La formula per l’equity free cash flow (o flusso di cassa per gli azionisti)
È chiaro, a questo punto, che l’analisi del cash flow libero può essere ulteriormente approfondita – provando, per esempio, a capire quanta liquidità rimane a disposizione se si tiene conto anche delle immobilizzazioni finanziarie. Si parlerà allora di equity free cash flow(FCFE), o flusso di cassa per gli azionisti.
Il flusso di cassa per gli azionisti corrisponde alla liquidità che rimane disponibile tenendo in considerazione tutte le sue spese – e quindi: gli investimenti in capitale fisso, gli investimenti in forma di titoli e partecipazioni e infine le imposte. Per questo motivo, il flusso di cassa per gli azionisti è definito anche levered free cash flow, ossia il flusso di cassa libero che rimane una volta coperti tutti i debiti.

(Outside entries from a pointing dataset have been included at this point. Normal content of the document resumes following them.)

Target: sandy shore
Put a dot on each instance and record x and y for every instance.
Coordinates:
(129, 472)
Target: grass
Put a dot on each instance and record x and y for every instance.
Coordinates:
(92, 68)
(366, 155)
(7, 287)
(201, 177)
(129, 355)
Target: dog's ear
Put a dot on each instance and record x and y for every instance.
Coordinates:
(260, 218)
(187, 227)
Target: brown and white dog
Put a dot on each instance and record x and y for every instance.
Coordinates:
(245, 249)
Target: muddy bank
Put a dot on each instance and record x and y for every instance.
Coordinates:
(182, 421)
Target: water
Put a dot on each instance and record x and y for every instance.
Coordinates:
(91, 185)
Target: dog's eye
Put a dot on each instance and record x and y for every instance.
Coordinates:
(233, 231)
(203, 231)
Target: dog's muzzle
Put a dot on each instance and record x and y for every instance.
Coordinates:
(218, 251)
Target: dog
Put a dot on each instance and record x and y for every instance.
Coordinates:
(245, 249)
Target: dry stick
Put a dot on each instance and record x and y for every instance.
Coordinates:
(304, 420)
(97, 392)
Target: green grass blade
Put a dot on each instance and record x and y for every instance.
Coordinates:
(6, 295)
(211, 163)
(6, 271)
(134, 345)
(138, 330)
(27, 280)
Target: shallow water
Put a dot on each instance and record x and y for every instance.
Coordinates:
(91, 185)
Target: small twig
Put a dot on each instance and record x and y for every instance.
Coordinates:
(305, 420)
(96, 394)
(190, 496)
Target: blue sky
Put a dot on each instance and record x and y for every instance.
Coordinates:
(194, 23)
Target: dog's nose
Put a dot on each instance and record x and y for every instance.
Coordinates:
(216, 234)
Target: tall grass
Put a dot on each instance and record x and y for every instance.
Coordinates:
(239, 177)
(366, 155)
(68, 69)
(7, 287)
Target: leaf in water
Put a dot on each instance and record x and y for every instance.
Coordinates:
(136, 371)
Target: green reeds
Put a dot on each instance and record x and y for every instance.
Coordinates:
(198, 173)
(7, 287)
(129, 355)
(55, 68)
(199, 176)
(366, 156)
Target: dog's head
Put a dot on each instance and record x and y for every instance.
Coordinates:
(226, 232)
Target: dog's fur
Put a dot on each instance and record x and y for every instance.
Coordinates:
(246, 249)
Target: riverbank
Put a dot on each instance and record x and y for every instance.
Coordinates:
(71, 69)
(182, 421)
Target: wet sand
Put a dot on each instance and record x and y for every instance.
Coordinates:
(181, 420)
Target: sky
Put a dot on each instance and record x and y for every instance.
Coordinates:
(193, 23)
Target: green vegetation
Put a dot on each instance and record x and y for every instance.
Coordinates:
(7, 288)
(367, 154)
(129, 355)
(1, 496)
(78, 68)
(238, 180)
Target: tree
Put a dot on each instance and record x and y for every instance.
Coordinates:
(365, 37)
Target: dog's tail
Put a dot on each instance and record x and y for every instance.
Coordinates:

Com’è ovvio, il nostro punto di partenza sarà l’unlevered free cash flow già menzionato prima, ovvero il free cash flow from operations (FCFO). La formula dell’equity free cash flow è allora la seguente:
FCFO ± investing cash flow ± proventi o oneri finanziari – imposte = equity free cash flow
laddove per «investing cash flow» va intesa la variazione della liquidità frutto di operazioni di cessione o acquisizione di immobilizzazioni finanziarie.
La formula per il FCFE può essere resa anche in un altro modo, e cioè in una forma estesa che tiene conto di tutto quanto abbiamo detto finora. A quel punto avremo:
FCF ± capex ± investing cash flow ± proventi o oneri finanziari – imposte = equity free cash flow
Tramite questo calcolo è possibile conoscere, dunque, la quantità di denaro che può essere distribuito agli azionisti in forma di dividendi. Va sottolineata qui la differenza tra investitori (come indicato nel paragrafo precedente) e azionisti. Nel primo caso vanno inclusi tutti coloro che partecipano direttamente al capitale proprio o capitale sociale dell’azienda; gli azionisti invece partecipano tramite l’acquisizione di titoli, e a loro la liquidità viene distribuita in forma di dividendi.